Indigenous Relations will continue to work with Indigenous women, communities, governments, organizations and counterparts at the federal and municipal levels to make real progress on this issue, provide better support for families and communities and support the National Inquiry into Missing and Murdered Indigenous Women and Girls.
Alberta is a full and willing participant and will provide full cooperation and support to the Inquiry. Alberta is actively participating on a Federal-Provincial-Territorial Working Group in support of the National Inquiry.
Related Government of Alberta initiatives:
- The government launched the Ministry of the Status of Women in 2015 and established a specialized Violence against Women and Girls Unit.
- Family Violence Hurts Everyone: A Framework to End Family Violence is a 10-year plan focused on violence prevention and building and enhancing supports and services.
- The Residential Tenancies (Safer Spaces for Victims of Domestic Violence) Amendment Act allows for the termination of tenancies without financial penalty if a tenant’s safety, or that of a dependent child or protected adult who lives with the tenant, is at risk.
- Family and Community Safety Grants fund local initiatives that address gender-based violence in communities across Alberta.
- Indigenous Relations supported the Institute for the Advancement of Aboriginal Women to provide training on leadership and empowerment to Indigenous communities to support local youth.
- Government funding increased for women’s shelters, providing approximately $49.8 million a year.
Moose Hide Campaign
The Moose Hide Campaign asks men to take a pledge to honour, respect and protect the women and girls in their lives. As a sign of this pledge, supporters wear a moose hide swatch to show their support for ending violence against Indigenous women and children.
Indigenous Relations and the Alberta Native Friendship Centre Association partnered in 2014 to launch the Moose Hide Campaign. Since then, more than 13,000 men in Alberta have taken the pledge.
I am a Kind Man
The I Am a Kind Man initiative engages Indigenous men and boys in speaking out against all forms of abuse towards Indigenous women.
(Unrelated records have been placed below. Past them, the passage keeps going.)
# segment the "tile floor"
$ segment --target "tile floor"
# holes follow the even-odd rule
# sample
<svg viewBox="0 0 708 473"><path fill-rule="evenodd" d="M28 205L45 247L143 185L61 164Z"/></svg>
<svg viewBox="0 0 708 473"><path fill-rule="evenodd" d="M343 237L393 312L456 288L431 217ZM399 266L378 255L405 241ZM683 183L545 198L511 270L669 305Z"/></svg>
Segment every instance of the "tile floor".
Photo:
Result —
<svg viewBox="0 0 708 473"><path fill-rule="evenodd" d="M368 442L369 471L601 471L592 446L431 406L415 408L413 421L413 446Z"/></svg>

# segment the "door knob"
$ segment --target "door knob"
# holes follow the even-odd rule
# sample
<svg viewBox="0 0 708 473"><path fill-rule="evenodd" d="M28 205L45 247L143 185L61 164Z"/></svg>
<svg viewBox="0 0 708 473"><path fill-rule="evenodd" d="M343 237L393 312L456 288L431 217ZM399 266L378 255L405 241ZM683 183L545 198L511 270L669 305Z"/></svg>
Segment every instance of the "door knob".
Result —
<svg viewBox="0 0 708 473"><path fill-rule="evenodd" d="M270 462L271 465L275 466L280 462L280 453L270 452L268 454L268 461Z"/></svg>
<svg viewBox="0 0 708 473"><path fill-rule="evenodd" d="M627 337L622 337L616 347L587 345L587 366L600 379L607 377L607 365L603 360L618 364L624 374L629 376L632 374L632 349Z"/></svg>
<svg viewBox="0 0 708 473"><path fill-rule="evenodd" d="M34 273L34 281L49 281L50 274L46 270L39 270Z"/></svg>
Indigenous Relations provides funding to Native Friendship Centres to deliver I Am a Kind Man in communities and correctional facilities. This resource
- provides education for men to address issues of abuse against women;
- re-establishes traditional responsibilities, which promote anti-violence, empathy, and dialogue;
- inspires men to engage other men to get involved and stop the abuse; and
- supports Indigenous men who choose not to use violence.